Comparing BPC suppliers — what does a legit COA actually look like for this compound?
25 posts
Not asking where to buy. Asking: if a vendor sends me a COA, what am I actually supposed to be reading on it?
I've seen 'COAs' that are basically a logo and a line that says '99% pure.' I've seen ones with HPLC chromatograms, mass spec, purity %, peptide content %, sequence verification. Big range.
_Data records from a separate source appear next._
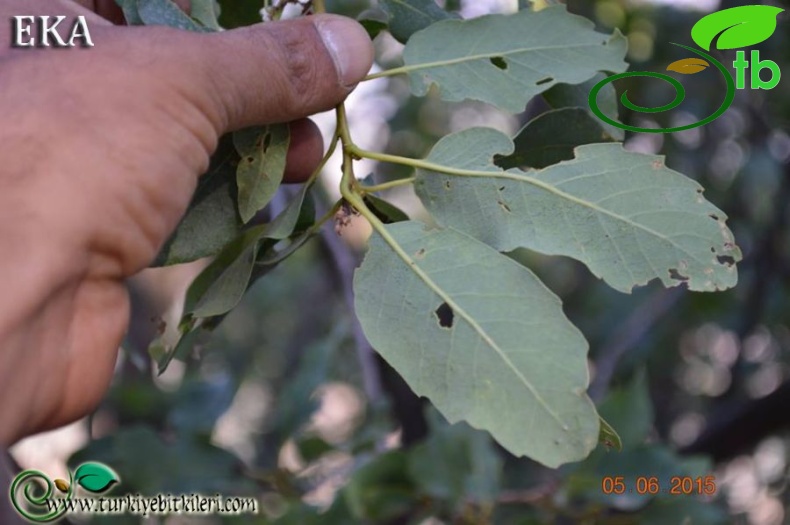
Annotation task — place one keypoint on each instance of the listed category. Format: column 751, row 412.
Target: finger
column 273, row 72
column 304, row 152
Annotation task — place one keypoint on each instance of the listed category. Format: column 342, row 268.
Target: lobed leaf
column 551, row 137
column 262, row 166
column 736, row 27
column 577, row 95
column 212, row 219
column 625, row 215
column 487, row 341
column 506, row 60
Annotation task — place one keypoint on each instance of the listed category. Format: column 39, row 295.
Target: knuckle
column 304, row 65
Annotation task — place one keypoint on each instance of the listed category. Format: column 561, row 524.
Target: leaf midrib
column 427, row 165
column 414, row 267
column 480, row 56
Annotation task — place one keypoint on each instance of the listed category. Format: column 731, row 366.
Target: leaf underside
column 625, row 215
column 505, row 60
column 486, row 342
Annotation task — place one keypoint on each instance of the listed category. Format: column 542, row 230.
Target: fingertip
column 305, row 151
column 349, row 45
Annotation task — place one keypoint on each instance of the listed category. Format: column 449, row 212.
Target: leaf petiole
column 388, row 185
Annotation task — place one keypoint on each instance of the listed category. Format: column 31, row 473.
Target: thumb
column 273, row 72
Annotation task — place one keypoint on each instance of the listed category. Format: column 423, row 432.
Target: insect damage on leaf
column 627, row 216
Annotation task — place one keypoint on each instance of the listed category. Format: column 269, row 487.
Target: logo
column 729, row 29
column 33, row 488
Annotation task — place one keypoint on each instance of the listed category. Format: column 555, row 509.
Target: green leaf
column 577, row 95
column 298, row 210
column 130, row 12
column 487, row 342
column 167, row 13
column 212, row 218
column 221, row 285
column 456, row 463
column 374, row 21
column 205, row 12
column 736, row 27
column 192, row 465
column 506, row 60
column 608, row 436
column 261, row 167
column 551, row 137
column 386, row 212
column 625, row 215
column 95, row 477
column 406, row 17
column 382, row 489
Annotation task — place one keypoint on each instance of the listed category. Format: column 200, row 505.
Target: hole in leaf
column 499, row 62
column 445, row 315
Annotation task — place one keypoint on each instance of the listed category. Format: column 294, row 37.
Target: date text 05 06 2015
column 678, row 485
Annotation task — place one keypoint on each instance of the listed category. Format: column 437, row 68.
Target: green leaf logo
column 95, row 477
column 737, row 27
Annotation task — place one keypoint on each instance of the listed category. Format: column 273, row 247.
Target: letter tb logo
column 729, row 29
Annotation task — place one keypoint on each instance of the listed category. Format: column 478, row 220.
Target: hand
column 101, row 150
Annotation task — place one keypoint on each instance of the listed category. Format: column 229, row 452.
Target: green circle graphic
column 680, row 95
column 28, row 480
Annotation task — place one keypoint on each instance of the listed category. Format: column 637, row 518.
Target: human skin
column 101, row 149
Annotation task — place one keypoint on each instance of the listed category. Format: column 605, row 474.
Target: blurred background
column 287, row 402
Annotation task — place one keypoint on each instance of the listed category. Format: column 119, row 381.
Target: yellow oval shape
column 688, row 66
column 62, row 485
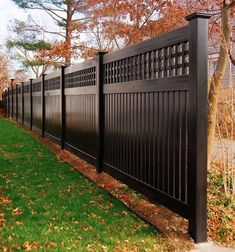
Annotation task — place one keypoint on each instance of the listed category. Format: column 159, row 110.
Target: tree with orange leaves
column 69, row 16
column 4, row 73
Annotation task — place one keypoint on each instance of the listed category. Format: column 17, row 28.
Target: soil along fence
column 139, row 114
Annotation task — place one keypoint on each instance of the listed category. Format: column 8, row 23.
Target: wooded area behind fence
column 139, row 114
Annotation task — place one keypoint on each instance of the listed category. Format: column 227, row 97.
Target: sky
column 10, row 11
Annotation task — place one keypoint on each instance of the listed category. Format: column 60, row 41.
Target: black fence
column 139, row 114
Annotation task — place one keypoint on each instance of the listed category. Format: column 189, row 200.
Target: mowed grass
column 47, row 206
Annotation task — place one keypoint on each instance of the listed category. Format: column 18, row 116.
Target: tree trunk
column 69, row 31
column 215, row 83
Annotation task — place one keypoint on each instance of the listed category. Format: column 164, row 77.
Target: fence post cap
column 198, row 15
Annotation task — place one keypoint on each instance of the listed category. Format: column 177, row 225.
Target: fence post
column 43, row 103
column 12, row 99
column 31, row 104
column 198, row 79
column 62, row 108
column 8, row 103
column 16, row 102
column 22, row 102
column 99, row 111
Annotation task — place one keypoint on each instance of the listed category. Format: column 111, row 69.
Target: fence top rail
column 26, row 83
column 81, row 66
column 39, row 79
column 52, row 75
column 164, row 40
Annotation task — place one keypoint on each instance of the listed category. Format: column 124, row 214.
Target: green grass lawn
column 47, row 206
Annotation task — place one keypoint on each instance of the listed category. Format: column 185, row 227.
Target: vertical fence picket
column 62, row 107
column 198, row 36
column 137, row 114
column 43, row 105
column 31, row 104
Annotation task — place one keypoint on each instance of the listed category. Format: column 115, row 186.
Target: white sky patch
column 8, row 11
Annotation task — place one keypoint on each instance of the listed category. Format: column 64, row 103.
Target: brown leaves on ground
column 16, row 211
column 29, row 246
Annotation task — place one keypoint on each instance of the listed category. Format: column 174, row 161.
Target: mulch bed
column 167, row 222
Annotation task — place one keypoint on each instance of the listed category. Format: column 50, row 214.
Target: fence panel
column 37, row 105
column 146, row 117
column 52, row 106
column 19, row 103
column 140, row 114
column 80, row 103
column 27, row 104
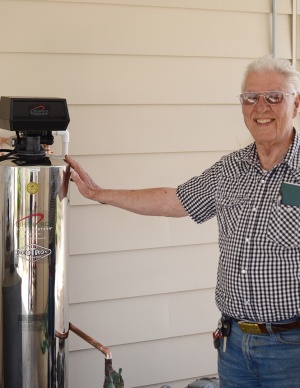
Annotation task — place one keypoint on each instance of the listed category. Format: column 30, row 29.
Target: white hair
column 280, row 65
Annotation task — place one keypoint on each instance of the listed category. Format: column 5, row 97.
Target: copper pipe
column 91, row 341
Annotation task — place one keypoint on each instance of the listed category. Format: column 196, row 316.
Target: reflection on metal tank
column 34, row 251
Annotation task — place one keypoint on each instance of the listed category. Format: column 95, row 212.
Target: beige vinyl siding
column 152, row 89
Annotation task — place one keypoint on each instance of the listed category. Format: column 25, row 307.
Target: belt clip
column 249, row 328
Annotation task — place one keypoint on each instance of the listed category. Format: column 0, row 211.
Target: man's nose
column 261, row 103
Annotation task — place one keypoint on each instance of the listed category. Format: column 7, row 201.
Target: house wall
column 152, row 90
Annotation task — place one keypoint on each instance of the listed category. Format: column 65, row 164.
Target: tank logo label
column 39, row 215
column 32, row 188
column 33, row 252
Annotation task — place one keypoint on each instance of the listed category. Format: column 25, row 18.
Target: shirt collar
column 292, row 157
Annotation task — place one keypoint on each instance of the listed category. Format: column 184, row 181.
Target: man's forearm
column 161, row 201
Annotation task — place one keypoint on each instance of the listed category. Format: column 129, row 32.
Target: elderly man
column 255, row 196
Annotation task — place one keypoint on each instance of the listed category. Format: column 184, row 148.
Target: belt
column 261, row 328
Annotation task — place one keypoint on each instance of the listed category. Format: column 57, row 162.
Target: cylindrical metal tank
column 34, row 209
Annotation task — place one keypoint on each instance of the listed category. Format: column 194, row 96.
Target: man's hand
column 161, row 201
column 86, row 186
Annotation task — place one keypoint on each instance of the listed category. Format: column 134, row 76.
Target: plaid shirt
column 259, row 237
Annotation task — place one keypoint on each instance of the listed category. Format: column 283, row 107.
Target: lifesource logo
column 33, row 252
column 40, row 110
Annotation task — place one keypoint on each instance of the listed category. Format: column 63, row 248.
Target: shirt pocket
column 284, row 225
column 229, row 211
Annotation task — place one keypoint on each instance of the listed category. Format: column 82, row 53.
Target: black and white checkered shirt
column 259, row 237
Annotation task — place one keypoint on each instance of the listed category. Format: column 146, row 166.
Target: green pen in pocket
column 290, row 194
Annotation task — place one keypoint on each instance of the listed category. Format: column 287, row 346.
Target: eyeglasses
column 272, row 98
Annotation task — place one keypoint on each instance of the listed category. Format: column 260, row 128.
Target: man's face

For BPC specifically — what should show up on a real COA and what's the bare minimum?
4 Replies
205 posts
Add: date of analysis, batch/lot number, and name of the testing lab. If the 'COA' is from the vendor's own QC it's worth less than one from an independent third party.
- CJC-1295 no DAC · 100 mcg · pre-bed · sub-Q
- Ipamorelin · 200 mcg · pre-bed · sub-Q
- BPC-157 · 500 mcg · 2x/day · sub-Q
50 posts
Real COA for a peptide should include: HPLC chromatogram (showing purity %), mass spec (confirming molecular weight matches the expected), peptide content % (what fraction of the powder is actually peptide vs salts/counterions/water), and ideally sequence confirmation via MS/MS. 'Purity 99%' with no chromatogram is a logo, not a COA.
12 posts
Also watch for 'peptide content' being quoted as a range or omitted entirely. 98% HPLC purity with 75% peptide content means a quarter of your vial is not peptide. Both numbers matter.